1, 2 and 3, a dual-frequency high-gain patch antenna of the present invention includes a dielectric substrate 1, a circular metal patch 2 located on one surface of the substrate, and a metal patch located on the other surface of the substrate. The floor 4 , and several short-circuit components 5 connecting the metal patch 2 and the metal floor 4 . The center of the metal patch includes a narrow and long rectangular slot 3 , and the center of the rectangular slot 3 coincides with the center of the metal patch 2 . Preferably, in this embodiment, the number of the short-circuit components 5 is six, and the short-circuit components are arranged symmetrically with respect to the centerlines of the two sets of sides of the slot 3, so as to reduce the cross-polarization of the antenna. A pair of coaxial joints symmetrical about the center of the metal patch 2 feed the antenna differentially (that is, the input signals of the two feeding points have equal amplitudes and opposite phases) to suppress unwanted even-order resonant modes. Specifically, the inner conductors 7 a and 8 a of the coaxial joint are connected to the patch 2 , and the outer conductors 7 b and 8 b of the coaxial joint are connected to the metal floor 4 .
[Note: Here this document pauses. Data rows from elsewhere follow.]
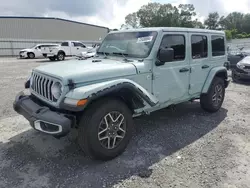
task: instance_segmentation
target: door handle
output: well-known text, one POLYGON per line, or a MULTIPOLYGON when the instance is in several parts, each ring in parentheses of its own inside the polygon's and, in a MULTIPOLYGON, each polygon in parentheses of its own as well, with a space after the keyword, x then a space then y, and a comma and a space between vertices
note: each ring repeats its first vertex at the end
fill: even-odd
POLYGON ((189 71, 188 68, 182 68, 182 69, 179 70, 179 72, 188 72, 188 71, 189 71))
POLYGON ((207 68, 209 68, 209 66, 208 65, 203 65, 201 68, 202 69, 207 69, 207 68))

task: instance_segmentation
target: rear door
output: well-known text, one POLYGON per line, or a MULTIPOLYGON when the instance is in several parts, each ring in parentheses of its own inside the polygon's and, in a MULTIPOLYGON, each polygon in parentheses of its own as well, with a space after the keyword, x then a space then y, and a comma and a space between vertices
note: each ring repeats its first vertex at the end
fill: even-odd
POLYGON ((72 48, 72 43, 71 42, 63 42, 61 44, 61 50, 63 50, 66 54, 66 56, 71 55, 71 48, 72 48))
POLYGON ((173 48, 174 59, 160 66, 154 65, 154 95, 161 103, 187 98, 190 74, 188 34, 166 32, 159 48, 173 48))
POLYGON ((201 92, 211 69, 211 61, 208 55, 209 51, 211 53, 209 37, 206 33, 189 33, 191 41, 189 94, 191 95, 201 92))

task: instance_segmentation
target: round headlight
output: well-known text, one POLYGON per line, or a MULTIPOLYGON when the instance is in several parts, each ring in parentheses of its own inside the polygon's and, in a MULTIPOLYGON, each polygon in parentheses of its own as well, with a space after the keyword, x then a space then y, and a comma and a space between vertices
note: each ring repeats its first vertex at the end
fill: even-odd
POLYGON ((51 87, 51 93, 55 99, 59 99, 62 94, 62 84, 60 82, 54 82, 51 87))
POLYGON ((245 68, 245 65, 242 65, 241 63, 237 63, 236 66, 237 66, 239 69, 244 69, 244 68, 245 68))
In order to realize the dual-frequency radiation characteristics and the normal radiation pattern, the circular patch antenna works in the resonant mode TM ₁₁ mode in the low frequency band, and works in the resonant mode TM ₁₂ mode in the high frequency band. Without loading the slot and shorting components, the resonant frequency ratio of these two modes is about 2.9, and the high frequency pattern shows severe sidelobes. By short-circuiting the component, the resonant frequency of the TM ₁₁ mode is greatly increased, and the corresponding electrical size of the antenna is increased, so the gain can be significantly improved. At the same time, the distance from the short-circuit component to the center of the patch is about 2/3 of the patch radius, where the electric field of the TM ₁₂ mode is extremely weak, so the short-circuit component has little effect on the resonant frequency of the TM ₁₂ mode. In addition, the rectangular slot in the center of the patch can reshape the current distribution of the TM ₁₂ mode, so that the side lobes are sufficiently suppressed and the gain is improved. Preferably, when the length of the rectangular slot is not greater than the radius of the metal patch, it mainly affects the TM ₁₂ mode and has less effect on the M ₁₁ mode. Therefore, the resonant frequencies of the two modes, as well as the gain and beam width in the two frequency bands, can be adjusted by comprehensively optimizing the size, position and length of the rectangular slot of the short-circuit components.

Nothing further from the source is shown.